It's 1893 and the USA is throwing a party to celebrate the 400th anniversary of the "discovery" of America by Italian colonizer Columbus. As part of the affair, a World Parliament of Religions is organized to showcase the enlightened, liberal protestant tradition. Representatives from the world's largest religions are invited to discuss and debate theology and philosophy for 17 days in Chicago. Native Americans and Black Americans are conspicuously absent from the event, but one can imagine them sharing in the delight of the outcome. The foreigners turn the tables and grab the lion's share of the headlines by using the forum to not only denounce Christian cultural and religious imperialism, but also to make culturally nuanced presentations asserting the intellectual equality (and even superiority) of their own religious ideals. Many of these Buddhist and Hindu visitors go on to make celebratory tours of the United States, establishing study circles and planting the first seeds of eastern traditions in western soil.

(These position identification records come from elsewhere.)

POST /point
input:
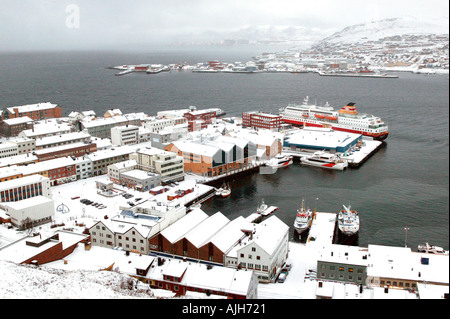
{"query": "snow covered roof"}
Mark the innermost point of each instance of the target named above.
(22, 181)
(18, 120)
(177, 230)
(65, 137)
(401, 262)
(196, 148)
(206, 229)
(230, 234)
(267, 235)
(32, 107)
(28, 202)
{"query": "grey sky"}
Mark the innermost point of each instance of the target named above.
(72, 24)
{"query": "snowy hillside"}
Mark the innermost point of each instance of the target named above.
(25, 281)
(376, 30)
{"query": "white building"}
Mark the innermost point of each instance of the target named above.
(159, 124)
(25, 187)
(167, 164)
(29, 212)
(8, 149)
(125, 135)
(131, 229)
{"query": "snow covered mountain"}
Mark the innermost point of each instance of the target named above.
(375, 30)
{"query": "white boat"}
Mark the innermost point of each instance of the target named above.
(280, 161)
(348, 221)
(346, 119)
(219, 191)
(431, 249)
(325, 160)
(303, 219)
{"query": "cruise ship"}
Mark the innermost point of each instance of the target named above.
(346, 119)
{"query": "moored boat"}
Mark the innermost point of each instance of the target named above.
(303, 219)
(325, 160)
(280, 161)
(348, 221)
(347, 119)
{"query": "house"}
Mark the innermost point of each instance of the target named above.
(12, 127)
(261, 120)
(132, 228)
(114, 170)
(167, 164)
(102, 159)
(25, 187)
(214, 155)
(37, 111)
(74, 149)
(125, 135)
(39, 250)
(29, 212)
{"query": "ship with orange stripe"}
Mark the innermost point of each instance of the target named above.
(347, 119)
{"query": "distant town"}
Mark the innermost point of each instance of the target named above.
(123, 192)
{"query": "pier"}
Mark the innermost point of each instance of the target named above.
(215, 180)
(354, 160)
(322, 229)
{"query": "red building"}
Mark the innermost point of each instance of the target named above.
(261, 120)
(37, 111)
(75, 149)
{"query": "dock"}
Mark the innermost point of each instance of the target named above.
(361, 75)
(322, 229)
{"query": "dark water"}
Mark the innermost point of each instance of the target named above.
(405, 184)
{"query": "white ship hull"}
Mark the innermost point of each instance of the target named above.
(348, 222)
(324, 160)
(346, 119)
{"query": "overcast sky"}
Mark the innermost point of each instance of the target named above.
(83, 24)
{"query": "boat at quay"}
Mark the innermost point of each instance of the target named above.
(360, 74)
(348, 221)
(347, 119)
(303, 219)
(325, 160)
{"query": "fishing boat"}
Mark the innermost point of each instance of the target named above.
(348, 221)
(280, 161)
(265, 210)
(219, 191)
(303, 219)
(226, 191)
(431, 249)
(325, 160)
(346, 119)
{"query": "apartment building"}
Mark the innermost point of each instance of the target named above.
(167, 164)
(131, 229)
(125, 135)
(102, 159)
(261, 120)
(12, 127)
(25, 187)
(214, 155)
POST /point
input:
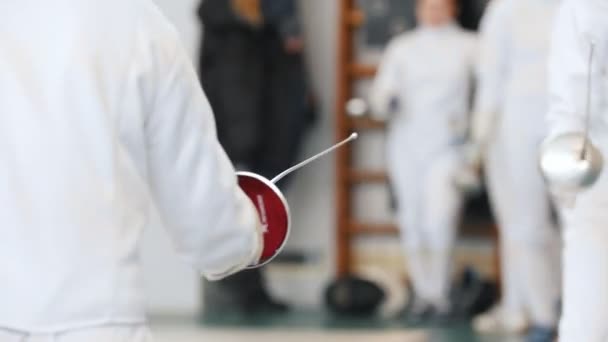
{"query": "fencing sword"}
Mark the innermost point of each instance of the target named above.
(571, 161)
(272, 207)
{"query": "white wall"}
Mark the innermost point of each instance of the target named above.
(172, 287)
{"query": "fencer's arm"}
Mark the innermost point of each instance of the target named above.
(213, 224)
(492, 69)
(578, 24)
(385, 87)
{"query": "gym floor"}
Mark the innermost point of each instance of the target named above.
(307, 327)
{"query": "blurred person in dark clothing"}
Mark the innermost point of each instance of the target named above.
(253, 72)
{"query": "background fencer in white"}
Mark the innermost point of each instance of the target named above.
(585, 301)
(102, 120)
(428, 75)
(509, 124)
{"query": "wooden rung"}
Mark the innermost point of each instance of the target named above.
(356, 18)
(357, 228)
(356, 176)
(363, 70)
(367, 123)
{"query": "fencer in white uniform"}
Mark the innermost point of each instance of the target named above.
(102, 122)
(425, 82)
(509, 127)
(581, 23)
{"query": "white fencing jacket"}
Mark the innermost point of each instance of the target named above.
(512, 76)
(429, 73)
(102, 120)
(579, 24)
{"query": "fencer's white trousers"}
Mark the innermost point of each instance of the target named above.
(585, 299)
(529, 240)
(117, 333)
(428, 214)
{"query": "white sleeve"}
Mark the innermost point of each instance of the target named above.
(214, 226)
(386, 84)
(492, 69)
(579, 23)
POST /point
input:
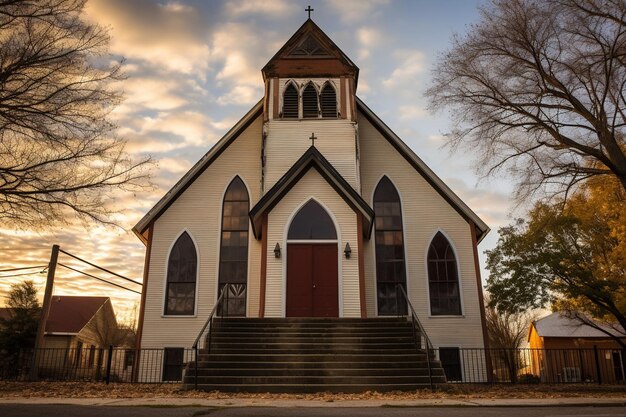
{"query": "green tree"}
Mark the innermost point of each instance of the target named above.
(571, 255)
(19, 330)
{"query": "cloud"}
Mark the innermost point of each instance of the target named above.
(411, 65)
(492, 206)
(171, 35)
(368, 39)
(410, 112)
(351, 11)
(270, 8)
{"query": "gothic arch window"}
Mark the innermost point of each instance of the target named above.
(290, 102)
(443, 278)
(312, 222)
(390, 265)
(309, 102)
(328, 101)
(182, 267)
(234, 247)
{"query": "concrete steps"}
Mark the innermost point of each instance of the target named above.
(312, 355)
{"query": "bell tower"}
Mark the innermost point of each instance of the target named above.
(309, 101)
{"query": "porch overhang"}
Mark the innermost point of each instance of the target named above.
(311, 159)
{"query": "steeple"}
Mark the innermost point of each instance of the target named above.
(310, 53)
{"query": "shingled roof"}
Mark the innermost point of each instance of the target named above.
(69, 314)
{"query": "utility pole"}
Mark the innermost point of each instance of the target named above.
(45, 310)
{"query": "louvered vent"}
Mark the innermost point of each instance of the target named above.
(309, 102)
(328, 101)
(290, 102)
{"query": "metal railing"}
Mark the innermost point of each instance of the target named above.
(417, 327)
(208, 327)
(592, 365)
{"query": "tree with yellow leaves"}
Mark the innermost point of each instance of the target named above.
(570, 254)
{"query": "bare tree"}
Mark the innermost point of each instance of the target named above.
(507, 332)
(538, 88)
(58, 150)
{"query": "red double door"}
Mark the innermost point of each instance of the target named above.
(312, 280)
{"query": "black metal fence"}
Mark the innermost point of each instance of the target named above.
(461, 365)
(528, 366)
(97, 365)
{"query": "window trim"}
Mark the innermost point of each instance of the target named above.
(458, 271)
(282, 102)
(332, 85)
(317, 100)
(406, 259)
(167, 265)
(219, 238)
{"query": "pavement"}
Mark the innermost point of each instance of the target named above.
(251, 402)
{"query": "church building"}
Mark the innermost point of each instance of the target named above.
(311, 206)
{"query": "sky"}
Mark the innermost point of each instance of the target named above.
(194, 68)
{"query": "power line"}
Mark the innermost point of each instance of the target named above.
(20, 275)
(98, 278)
(25, 267)
(101, 268)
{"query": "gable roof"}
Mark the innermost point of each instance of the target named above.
(560, 325)
(153, 214)
(312, 158)
(481, 228)
(196, 170)
(69, 314)
(288, 62)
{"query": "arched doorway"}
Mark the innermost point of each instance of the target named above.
(312, 264)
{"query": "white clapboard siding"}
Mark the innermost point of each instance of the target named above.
(312, 185)
(287, 140)
(424, 213)
(198, 211)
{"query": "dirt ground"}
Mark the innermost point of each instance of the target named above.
(120, 390)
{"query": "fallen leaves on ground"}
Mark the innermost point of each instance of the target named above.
(122, 390)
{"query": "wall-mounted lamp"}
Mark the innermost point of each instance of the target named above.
(347, 251)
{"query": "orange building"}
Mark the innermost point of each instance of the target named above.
(562, 349)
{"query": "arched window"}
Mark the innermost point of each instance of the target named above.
(390, 268)
(443, 278)
(290, 102)
(182, 266)
(328, 101)
(309, 102)
(312, 222)
(234, 247)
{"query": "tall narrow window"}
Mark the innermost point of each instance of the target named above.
(180, 294)
(290, 102)
(390, 268)
(234, 248)
(443, 279)
(328, 101)
(309, 102)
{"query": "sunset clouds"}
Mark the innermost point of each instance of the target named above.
(194, 68)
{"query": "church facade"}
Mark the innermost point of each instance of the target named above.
(310, 206)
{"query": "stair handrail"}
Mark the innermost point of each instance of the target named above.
(208, 322)
(416, 323)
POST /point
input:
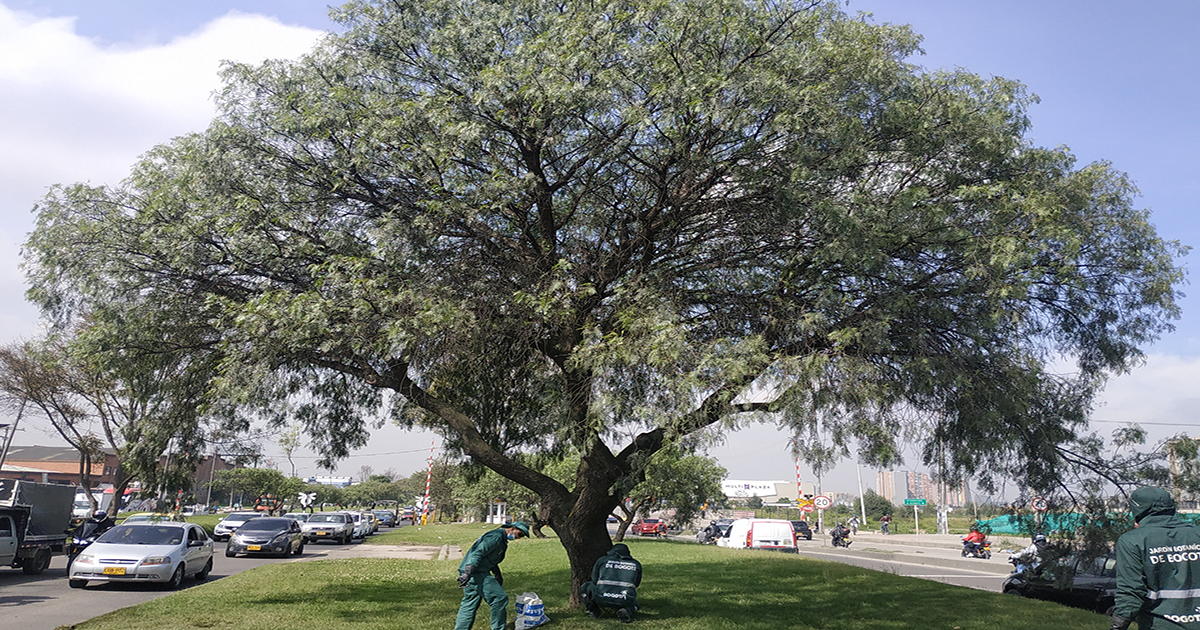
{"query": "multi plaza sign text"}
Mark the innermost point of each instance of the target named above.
(748, 489)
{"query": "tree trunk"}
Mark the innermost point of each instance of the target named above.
(585, 539)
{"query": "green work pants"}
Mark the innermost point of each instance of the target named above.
(483, 587)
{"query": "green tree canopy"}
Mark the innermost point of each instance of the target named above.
(543, 225)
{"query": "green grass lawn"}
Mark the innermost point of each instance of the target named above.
(687, 587)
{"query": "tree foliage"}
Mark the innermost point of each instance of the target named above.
(535, 226)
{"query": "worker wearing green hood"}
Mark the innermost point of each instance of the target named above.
(615, 581)
(1158, 567)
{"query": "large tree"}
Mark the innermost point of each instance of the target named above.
(539, 225)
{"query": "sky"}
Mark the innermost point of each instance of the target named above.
(88, 87)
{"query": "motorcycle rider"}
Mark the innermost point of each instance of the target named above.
(973, 540)
(840, 534)
(101, 522)
(1030, 557)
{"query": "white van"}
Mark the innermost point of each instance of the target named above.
(760, 534)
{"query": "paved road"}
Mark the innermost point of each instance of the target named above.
(45, 601)
(963, 577)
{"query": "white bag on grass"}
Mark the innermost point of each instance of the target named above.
(531, 611)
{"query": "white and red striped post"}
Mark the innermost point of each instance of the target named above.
(429, 479)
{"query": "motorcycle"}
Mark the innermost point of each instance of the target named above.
(977, 550)
(81, 538)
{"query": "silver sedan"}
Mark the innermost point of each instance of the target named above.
(145, 552)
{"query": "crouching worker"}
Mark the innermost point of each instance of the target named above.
(479, 576)
(615, 580)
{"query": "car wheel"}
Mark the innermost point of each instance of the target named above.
(39, 564)
(204, 573)
(177, 579)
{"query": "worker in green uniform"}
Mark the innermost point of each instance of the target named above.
(480, 579)
(1158, 567)
(615, 581)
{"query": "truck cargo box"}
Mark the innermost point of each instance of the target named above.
(49, 505)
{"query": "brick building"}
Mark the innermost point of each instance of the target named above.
(57, 465)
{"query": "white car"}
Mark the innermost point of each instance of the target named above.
(328, 526)
(162, 552)
(231, 523)
(361, 525)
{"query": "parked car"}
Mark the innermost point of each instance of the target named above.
(385, 517)
(328, 526)
(649, 527)
(145, 517)
(760, 534)
(231, 523)
(802, 529)
(361, 527)
(162, 552)
(271, 537)
(297, 516)
(1087, 583)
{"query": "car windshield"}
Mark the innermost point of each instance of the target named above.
(143, 535)
(265, 525)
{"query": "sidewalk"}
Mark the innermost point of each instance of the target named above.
(934, 550)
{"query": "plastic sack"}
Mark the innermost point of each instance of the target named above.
(531, 611)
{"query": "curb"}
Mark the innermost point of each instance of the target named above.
(929, 561)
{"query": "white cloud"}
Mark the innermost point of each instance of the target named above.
(75, 111)
(1162, 395)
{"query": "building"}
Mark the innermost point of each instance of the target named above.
(58, 465)
(1181, 469)
(898, 485)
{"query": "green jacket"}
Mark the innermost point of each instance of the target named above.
(617, 576)
(487, 552)
(1158, 565)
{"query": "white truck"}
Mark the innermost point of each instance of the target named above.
(83, 508)
(34, 520)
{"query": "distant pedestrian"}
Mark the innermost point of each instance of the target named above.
(480, 579)
(615, 581)
(1158, 567)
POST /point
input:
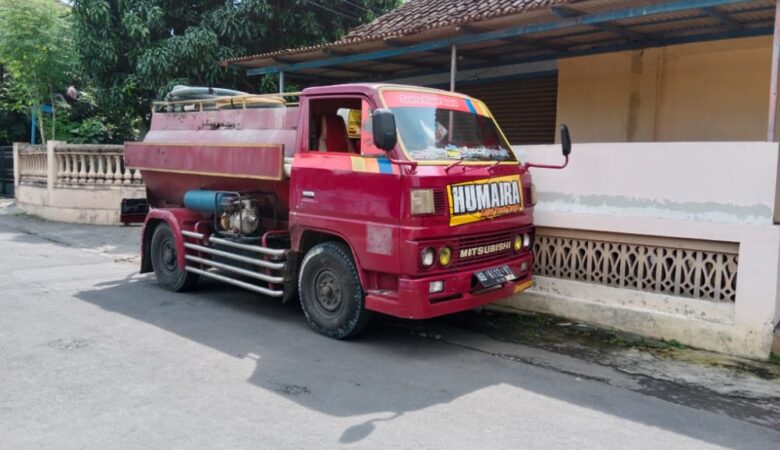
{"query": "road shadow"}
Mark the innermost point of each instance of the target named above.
(363, 376)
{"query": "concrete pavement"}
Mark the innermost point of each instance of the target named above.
(93, 355)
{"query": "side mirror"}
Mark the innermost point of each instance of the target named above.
(565, 140)
(565, 146)
(383, 125)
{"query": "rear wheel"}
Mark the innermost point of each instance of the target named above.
(331, 295)
(165, 261)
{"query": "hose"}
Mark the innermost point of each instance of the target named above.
(200, 93)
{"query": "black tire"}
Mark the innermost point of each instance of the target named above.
(165, 262)
(331, 295)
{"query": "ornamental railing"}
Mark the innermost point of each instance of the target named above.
(93, 165)
(705, 270)
(32, 164)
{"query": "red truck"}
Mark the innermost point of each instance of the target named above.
(357, 198)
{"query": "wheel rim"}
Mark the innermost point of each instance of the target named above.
(168, 256)
(327, 290)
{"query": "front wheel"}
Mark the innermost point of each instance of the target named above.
(331, 295)
(165, 262)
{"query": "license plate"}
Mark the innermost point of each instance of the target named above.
(494, 276)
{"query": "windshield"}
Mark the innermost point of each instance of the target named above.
(445, 134)
(435, 126)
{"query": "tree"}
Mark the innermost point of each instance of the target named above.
(135, 50)
(36, 51)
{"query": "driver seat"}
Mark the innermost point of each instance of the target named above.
(333, 135)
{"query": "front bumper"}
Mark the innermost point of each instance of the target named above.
(461, 293)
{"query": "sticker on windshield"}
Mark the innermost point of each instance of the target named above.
(489, 198)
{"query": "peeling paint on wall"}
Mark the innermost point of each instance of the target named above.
(662, 209)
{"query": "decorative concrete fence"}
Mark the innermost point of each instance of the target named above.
(668, 240)
(74, 183)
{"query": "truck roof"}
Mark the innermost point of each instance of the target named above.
(367, 88)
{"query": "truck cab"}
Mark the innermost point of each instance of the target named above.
(392, 199)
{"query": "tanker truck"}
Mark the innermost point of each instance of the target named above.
(356, 199)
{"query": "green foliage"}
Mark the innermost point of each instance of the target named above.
(36, 51)
(134, 50)
(91, 131)
(13, 124)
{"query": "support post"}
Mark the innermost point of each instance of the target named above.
(454, 66)
(771, 134)
(16, 169)
(51, 166)
(33, 126)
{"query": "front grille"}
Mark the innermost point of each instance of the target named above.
(439, 203)
(527, 196)
(468, 242)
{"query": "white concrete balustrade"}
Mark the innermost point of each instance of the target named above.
(32, 163)
(93, 164)
(74, 183)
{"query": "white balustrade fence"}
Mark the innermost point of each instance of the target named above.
(32, 164)
(93, 164)
(74, 183)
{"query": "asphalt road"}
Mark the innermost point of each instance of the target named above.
(93, 355)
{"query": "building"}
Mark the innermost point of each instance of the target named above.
(664, 223)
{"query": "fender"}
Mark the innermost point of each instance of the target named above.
(178, 219)
(296, 234)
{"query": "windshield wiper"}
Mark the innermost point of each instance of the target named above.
(456, 163)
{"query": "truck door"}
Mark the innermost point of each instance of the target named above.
(343, 185)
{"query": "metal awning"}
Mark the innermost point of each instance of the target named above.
(560, 31)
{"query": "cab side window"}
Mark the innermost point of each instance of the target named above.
(334, 125)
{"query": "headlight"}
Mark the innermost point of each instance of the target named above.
(445, 256)
(521, 242)
(427, 257)
(422, 201)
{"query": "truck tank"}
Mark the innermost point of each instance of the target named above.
(237, 144)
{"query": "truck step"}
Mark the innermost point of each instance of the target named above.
(198, 264)
(234, 282)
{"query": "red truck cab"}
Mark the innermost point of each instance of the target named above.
(360, 199)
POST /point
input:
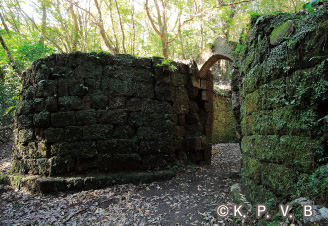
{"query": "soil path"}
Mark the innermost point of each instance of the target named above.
(188, 199)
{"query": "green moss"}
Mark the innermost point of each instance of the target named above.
(280, 33)
(4, 179)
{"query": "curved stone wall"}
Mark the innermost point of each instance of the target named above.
(97, 113)
(282, 87)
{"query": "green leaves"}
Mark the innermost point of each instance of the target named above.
(167, 62)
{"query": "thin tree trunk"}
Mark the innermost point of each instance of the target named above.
(102, 30)
(133, 36)
(11, 59)
(4, 24)
(162, 28)
(117, 43)
(181, 43)
(76, 28)
(44, 21)
(121, 24)
(202, 35)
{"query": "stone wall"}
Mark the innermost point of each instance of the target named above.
(98, 113)
(224, 121)
(282, 86)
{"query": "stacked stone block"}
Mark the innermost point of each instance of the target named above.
(85, 113)
(282, 86)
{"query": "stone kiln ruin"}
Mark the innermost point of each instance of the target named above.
(91, 120)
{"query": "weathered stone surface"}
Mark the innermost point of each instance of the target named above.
(54, 134)
(42, 119)
(99, 113)
(114, 117)
(97, 132)
(87, 117)
(62, 119)
(277, 87)
(69, 103)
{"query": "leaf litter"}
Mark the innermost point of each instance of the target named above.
(188, 199)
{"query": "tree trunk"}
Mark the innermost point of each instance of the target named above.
(103, 32)
(4, 24)
(181, 43)
(122, 27)
(76, 29)
(133, 36)
(117, 43)
(11, 59)
(44, 21)
(202, 36)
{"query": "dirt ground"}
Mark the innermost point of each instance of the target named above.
(188, 199)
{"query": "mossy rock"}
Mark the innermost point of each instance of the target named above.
(4, 179)
(280, 33)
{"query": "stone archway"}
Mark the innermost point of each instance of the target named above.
(221, 49)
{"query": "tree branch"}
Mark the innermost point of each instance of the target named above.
(153, 25)
(10, 57)
(203, 12)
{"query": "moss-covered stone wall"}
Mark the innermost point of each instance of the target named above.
(224, 122)
(282, 83)
(98, 113)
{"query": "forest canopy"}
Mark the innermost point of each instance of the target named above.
(177, 29)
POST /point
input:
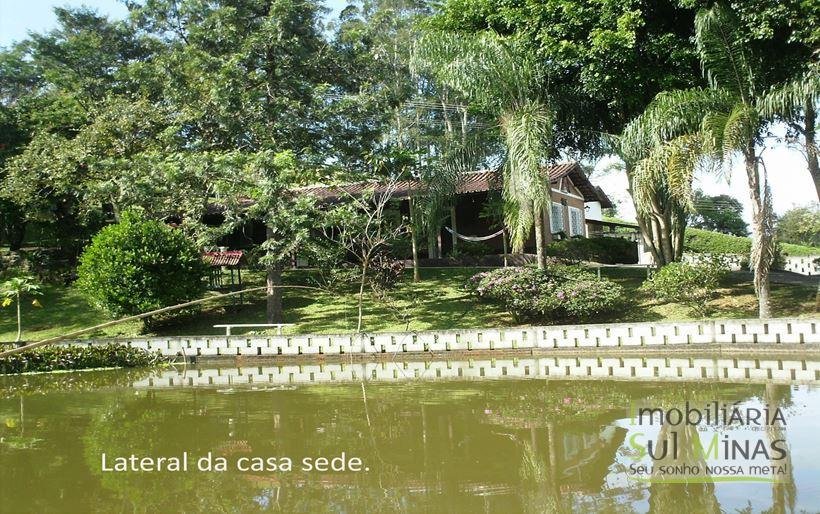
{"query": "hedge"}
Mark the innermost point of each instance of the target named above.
(606, 250)
(704, 241)
(58, 358)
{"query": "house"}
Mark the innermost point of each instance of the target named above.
(574, 200)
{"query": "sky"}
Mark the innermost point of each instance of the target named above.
(788, 176)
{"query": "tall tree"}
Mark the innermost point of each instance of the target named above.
(726, 119)
(249, 77)
(501, 77)
(608, 58)
(720, 213)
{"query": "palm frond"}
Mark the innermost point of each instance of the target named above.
(490, 70)
(671, 114)
(667, 172)
(527, 130)
(722, 52)
(785, 99)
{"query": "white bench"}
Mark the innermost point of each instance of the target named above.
(278, 326)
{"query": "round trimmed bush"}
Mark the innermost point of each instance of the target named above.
(139, 265)
(556, 293)
(693, 285)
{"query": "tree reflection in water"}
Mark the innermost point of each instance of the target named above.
(493, 446)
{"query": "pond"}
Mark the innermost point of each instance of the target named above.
(522, 435)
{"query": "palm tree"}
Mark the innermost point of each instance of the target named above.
(683, 129)
(12, 291)
(498, 76)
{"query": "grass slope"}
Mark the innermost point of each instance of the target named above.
(437, 302)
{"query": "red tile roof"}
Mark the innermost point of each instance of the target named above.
(471, 182)
(226, 258)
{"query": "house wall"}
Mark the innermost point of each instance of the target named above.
(570, 198)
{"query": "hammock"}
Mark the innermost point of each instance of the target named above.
(474, 238)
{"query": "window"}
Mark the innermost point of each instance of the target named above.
(557, 218)
(576, 222)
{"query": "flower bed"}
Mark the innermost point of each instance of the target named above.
(556, 293)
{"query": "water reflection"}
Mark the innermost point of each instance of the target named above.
(531, 443)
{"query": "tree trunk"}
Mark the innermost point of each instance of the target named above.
(455, 229)
(414, 243)
(762, 251)
(645, 229)
(539, 238)
(431, 242)
(811, 145)
(19, 321)
(273, 309)
(361, 295)
(504, 246)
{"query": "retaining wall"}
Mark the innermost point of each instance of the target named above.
(781, 331)
(807, 265)
(576, 367)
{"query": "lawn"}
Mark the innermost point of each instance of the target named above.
(437, 302)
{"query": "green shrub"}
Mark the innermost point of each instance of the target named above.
(606, 250)
(690, 284)
(140, 265)
(56, 358)
(556, 293)
(704, 241)
(789, 249)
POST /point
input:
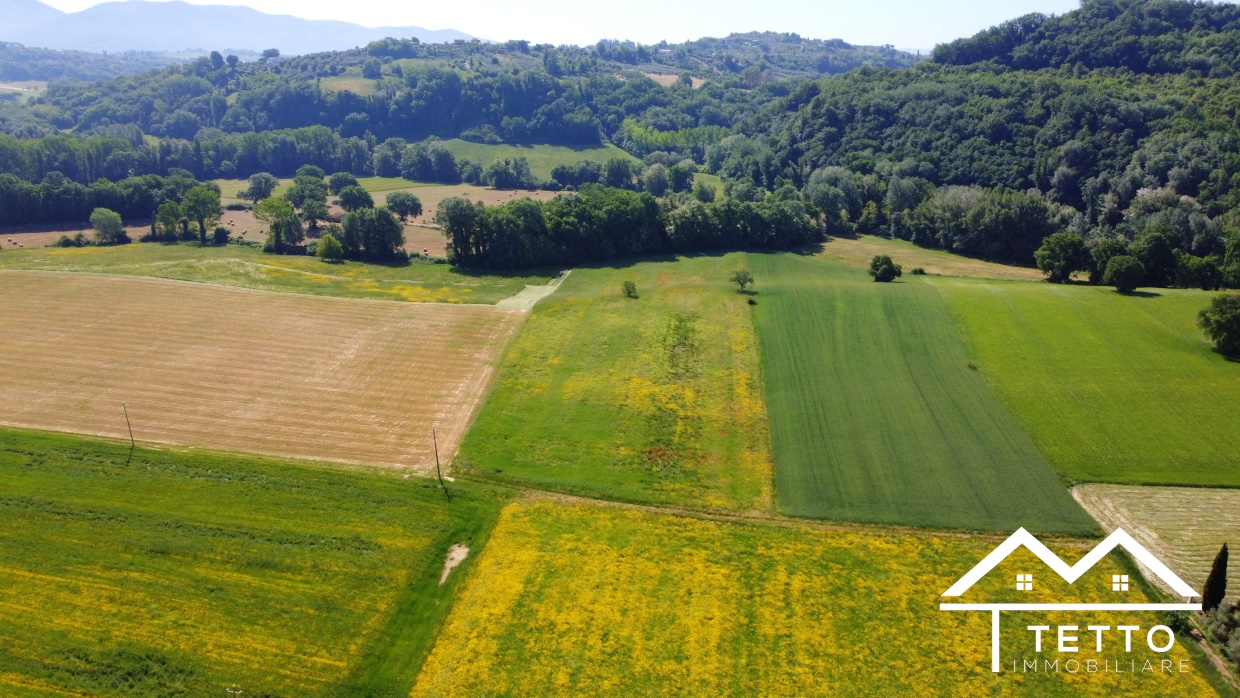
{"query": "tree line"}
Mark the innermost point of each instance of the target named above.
(602, 223)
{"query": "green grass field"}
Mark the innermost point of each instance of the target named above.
(357, 84)
(593, 600)
(877, 417)
(179, 573)
(655, 399)
(542, 158)
(1111, 388)
(249, 268)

Even in outline form the story is quite dramatic. Fill it out with biographies of the main players and expositions on turn-of-the-century political and intellectual themes, and you've got the makings of a engaging epic-length book. Perhaps Hughes-Seager didn't have the time, or wasn't interested, and so what we get is a rather dry, academic recapitulation of the main themes and events with a particularly tedious emphasis in cataloging the various possible academic approaches to interpreting the events of the Parliament. It seems the author was less interested in the story and its players and more in demonstrating his scholarly prowess.
The story of the Parliament is still waiting for a great writer.